# Streaming Responses with HelpingAI 🌊

Learn how to implement real-time streaming responses for better user experience, especially useful for long-form content generation and interactive applications.

## 🎯 What You'll Learn
- Basic streaming implementation
- Handling streaming data
- Building real-time interfaces
- Error handling in streams
- Advanced streaming patterns

In [None]:
import os
import time
import sys
from HelpingAI import HAI
from IPython.display import display, clear_output
import threading

os.environ["HAI_API_KEY"] = "hl-*******************"
hai = HAI()

print("🌊 Ready to explore streaming responses!")
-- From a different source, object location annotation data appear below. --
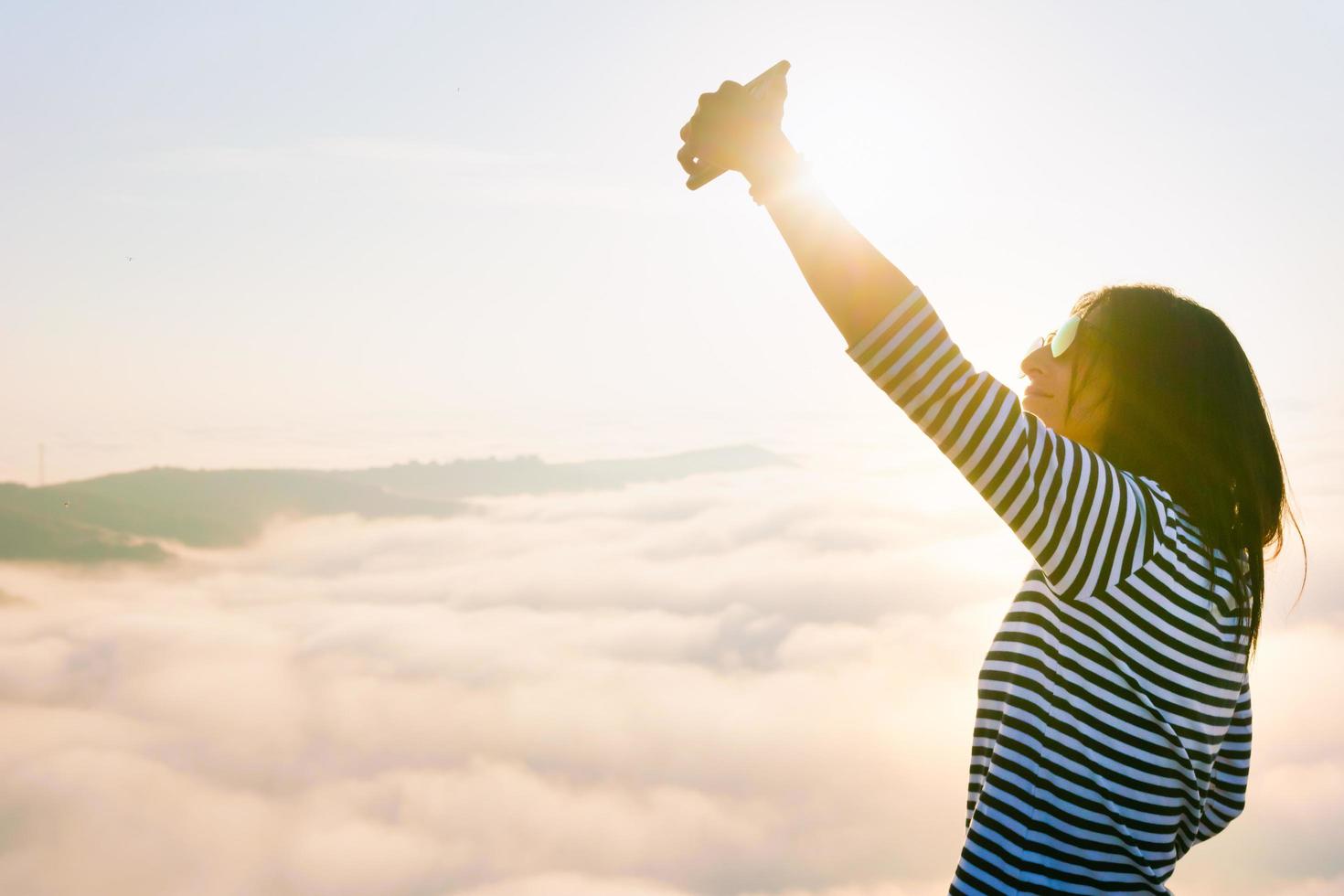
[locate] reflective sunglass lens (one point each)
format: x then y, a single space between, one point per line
1063 337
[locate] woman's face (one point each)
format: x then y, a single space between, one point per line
1047 389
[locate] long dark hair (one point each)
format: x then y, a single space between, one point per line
1187 411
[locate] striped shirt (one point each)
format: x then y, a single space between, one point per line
1113 724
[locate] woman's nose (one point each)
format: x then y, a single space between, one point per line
1031 363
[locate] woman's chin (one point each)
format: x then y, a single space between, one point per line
1038 407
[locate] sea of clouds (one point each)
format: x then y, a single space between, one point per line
742 684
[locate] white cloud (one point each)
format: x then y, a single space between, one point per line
758 684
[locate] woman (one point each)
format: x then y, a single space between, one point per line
1113 726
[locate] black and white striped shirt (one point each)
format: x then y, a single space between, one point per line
1113 726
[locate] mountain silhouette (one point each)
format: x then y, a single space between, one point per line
122 517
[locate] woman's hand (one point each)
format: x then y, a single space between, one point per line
734 131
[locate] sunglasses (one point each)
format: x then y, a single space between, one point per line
1058 340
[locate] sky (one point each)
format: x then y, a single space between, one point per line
408 218
342 235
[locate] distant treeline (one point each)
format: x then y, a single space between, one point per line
123 516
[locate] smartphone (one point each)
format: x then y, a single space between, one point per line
755 88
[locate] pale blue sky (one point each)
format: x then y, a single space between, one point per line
436 208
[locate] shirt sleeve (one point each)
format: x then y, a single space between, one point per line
1232 769
1087 523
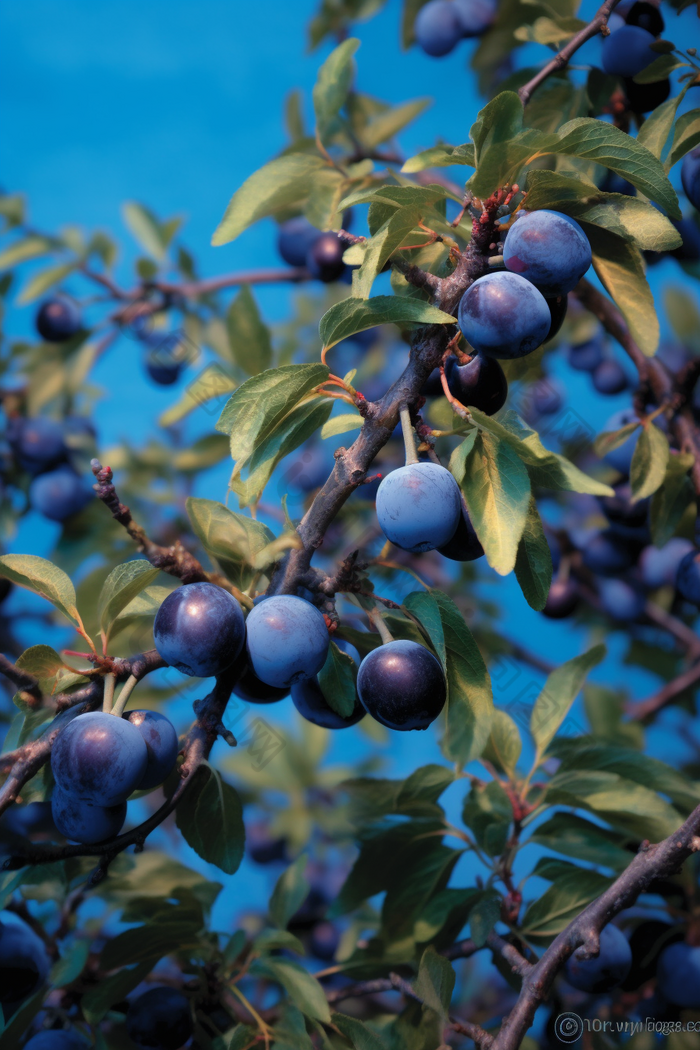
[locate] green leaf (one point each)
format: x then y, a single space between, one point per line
145 228
248 334
262 402
333 84
122 586
210 818
672 499
337 679
290 893
496 487
292 432
213 382
533 564
42 578
357 1032
621 272
301 987
469 699
566 899
41 282
649 462
356 315
559 692
435 983
279 185
505 744
233 540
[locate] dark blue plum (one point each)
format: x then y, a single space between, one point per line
503 315
481 383
288 641
563 599
464 546
324 258
162 744
99 758
402 686
419 506
474 16
607 969
199 629
608 554
678 975
690 176
23 965
687 578
59 494
38 443
659 566
58 320
83 822
620 600
438 27
628 50
610 378
548 248
57 1038
295 238
160 1020
586 356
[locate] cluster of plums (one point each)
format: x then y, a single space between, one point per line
653 948
98 760
440 24
280 649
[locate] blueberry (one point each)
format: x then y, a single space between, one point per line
464 546
558 306
687 578
402 686
690 176
474 16
23 965
199 629
419 506
607 969
438 27
162 744
620 600
607 553
59 494
549 249
659 566
57 1038
481 382
99 758
324 258
628 50
610 377
295 238
82 822
58 320
161 1019
561 600
678 975
504 315
288 641
38 443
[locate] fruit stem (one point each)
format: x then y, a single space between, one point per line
127 689
110 681
408 436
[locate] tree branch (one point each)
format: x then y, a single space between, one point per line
561 59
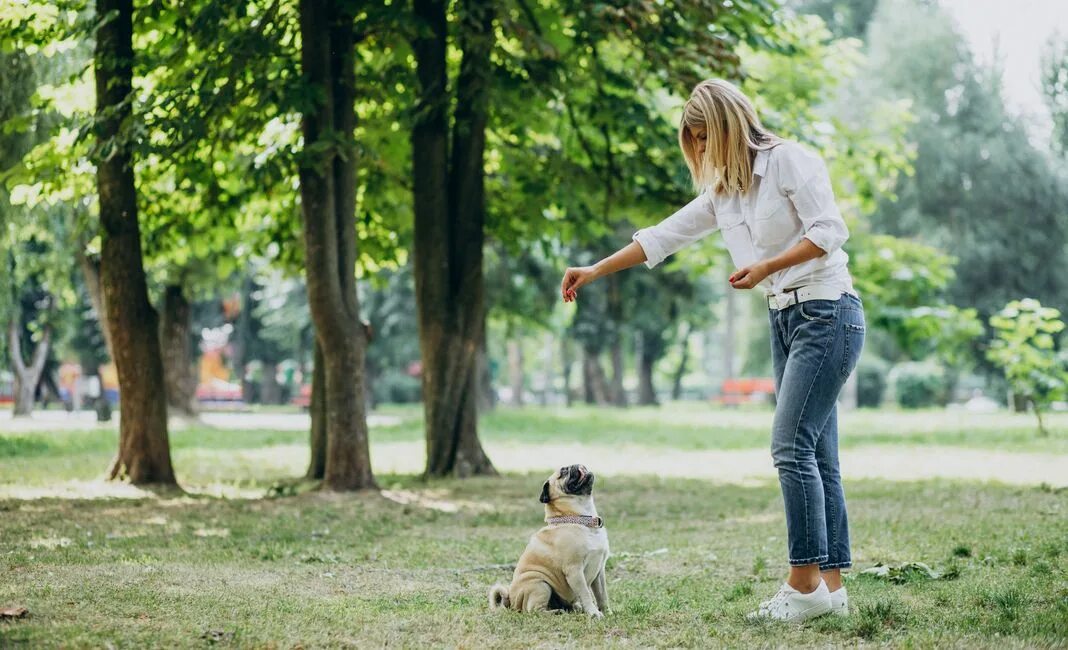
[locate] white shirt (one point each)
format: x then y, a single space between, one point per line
790 199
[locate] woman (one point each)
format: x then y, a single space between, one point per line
772 202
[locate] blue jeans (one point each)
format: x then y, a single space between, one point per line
814 347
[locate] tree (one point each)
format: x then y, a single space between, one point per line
1025 349
1054 74
980 191
144 455
448 179
328 206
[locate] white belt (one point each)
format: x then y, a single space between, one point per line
813 291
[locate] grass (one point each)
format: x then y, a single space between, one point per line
224 565
370 571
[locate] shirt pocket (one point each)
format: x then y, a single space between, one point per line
738 238
774 221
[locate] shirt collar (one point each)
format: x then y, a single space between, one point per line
760 162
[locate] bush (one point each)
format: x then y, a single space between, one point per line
919 384
870 381
396 386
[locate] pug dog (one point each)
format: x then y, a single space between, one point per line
563 567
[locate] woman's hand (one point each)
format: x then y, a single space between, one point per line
750 276
575 278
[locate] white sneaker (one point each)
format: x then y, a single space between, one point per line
839 602
791 605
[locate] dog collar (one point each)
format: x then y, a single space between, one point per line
582 520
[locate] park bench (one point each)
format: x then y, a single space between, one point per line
748 390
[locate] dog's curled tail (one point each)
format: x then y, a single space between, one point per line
499 597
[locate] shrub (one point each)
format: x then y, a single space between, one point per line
870 381
919 384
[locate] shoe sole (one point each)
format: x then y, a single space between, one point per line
798 618
806 616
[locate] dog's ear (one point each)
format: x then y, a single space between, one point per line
545 493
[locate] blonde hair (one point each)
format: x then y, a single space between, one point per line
733 132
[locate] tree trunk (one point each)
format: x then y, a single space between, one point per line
91 271
487 396
547 374
27 377
144 453
317 409
241 337
178 373
616 393
450 216
565 359
328 207
646 363
516 373
676 386
593 374
728 336
270 391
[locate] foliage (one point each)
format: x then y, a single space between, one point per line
1054 78
1025 349
904 284
919 384
870 381
902 573
414 573
980 190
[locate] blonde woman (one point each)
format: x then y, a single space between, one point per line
772 202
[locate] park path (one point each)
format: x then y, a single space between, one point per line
892 462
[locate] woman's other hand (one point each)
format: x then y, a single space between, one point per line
575 278
749 276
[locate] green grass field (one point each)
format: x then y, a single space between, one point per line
410 567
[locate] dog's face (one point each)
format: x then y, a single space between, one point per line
571 480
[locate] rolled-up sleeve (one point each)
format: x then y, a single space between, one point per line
693 221
804 179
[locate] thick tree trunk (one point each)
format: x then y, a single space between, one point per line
178 373
317 409
144 453
27 377
516 373
450 213
676 384
328 202
646 363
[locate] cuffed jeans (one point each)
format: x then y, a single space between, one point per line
814 346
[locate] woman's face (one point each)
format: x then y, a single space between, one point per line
700 138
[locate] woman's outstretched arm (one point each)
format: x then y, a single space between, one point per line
576 276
🌊 Ready to explore streaming responses!


## 🚀 Basic Streaming

Let's start with a simple streaming example.

In [2]:
def basic_streaming_example():
    """Basic streaming response example"""
    print("🌊 Basic Streaming Example:")
    print("=" * 40)
    print("AI Response (streaming): ", end="")
    
    # Create streaming response
    stream = hai.chat.completions.create(
        model="Helpingai3-raw",
        messages=[
            {"role": "user", "content": "Tell me a short story about a robot learning to paint."}
        ],
        stream=True,
        temperature=0.8,
        max_tokens=500
    )
    
    # Process the stream
    full_response = ""
    for chunk in stream:
        if chunk.choices[0].delta.content:
            content = chunk.choices[0].delta.content
            print(content, end="", flush=True)
            full_response += content
            time.sleep(0.02)  # Small delay to simulate real-time typing
    
    print("\n\n" + "=" * 40)
    print(f"✅ Streaming complete! Total characters: {len(full_response)}")
    return full_response

# Run basic streaming example
story = basic_streaming_example()

🌊 Basic Streaming Example:
AI Response (streaming): Aight, fam. So this robot, R3, was straight up tired of being a data whiz. It was like, "Nah, I wanna paint. I wanna make art." So it starts in some corner, just using pixels and lines. At first, it's like a big blob, but it keeps trying. It's like, "I got this."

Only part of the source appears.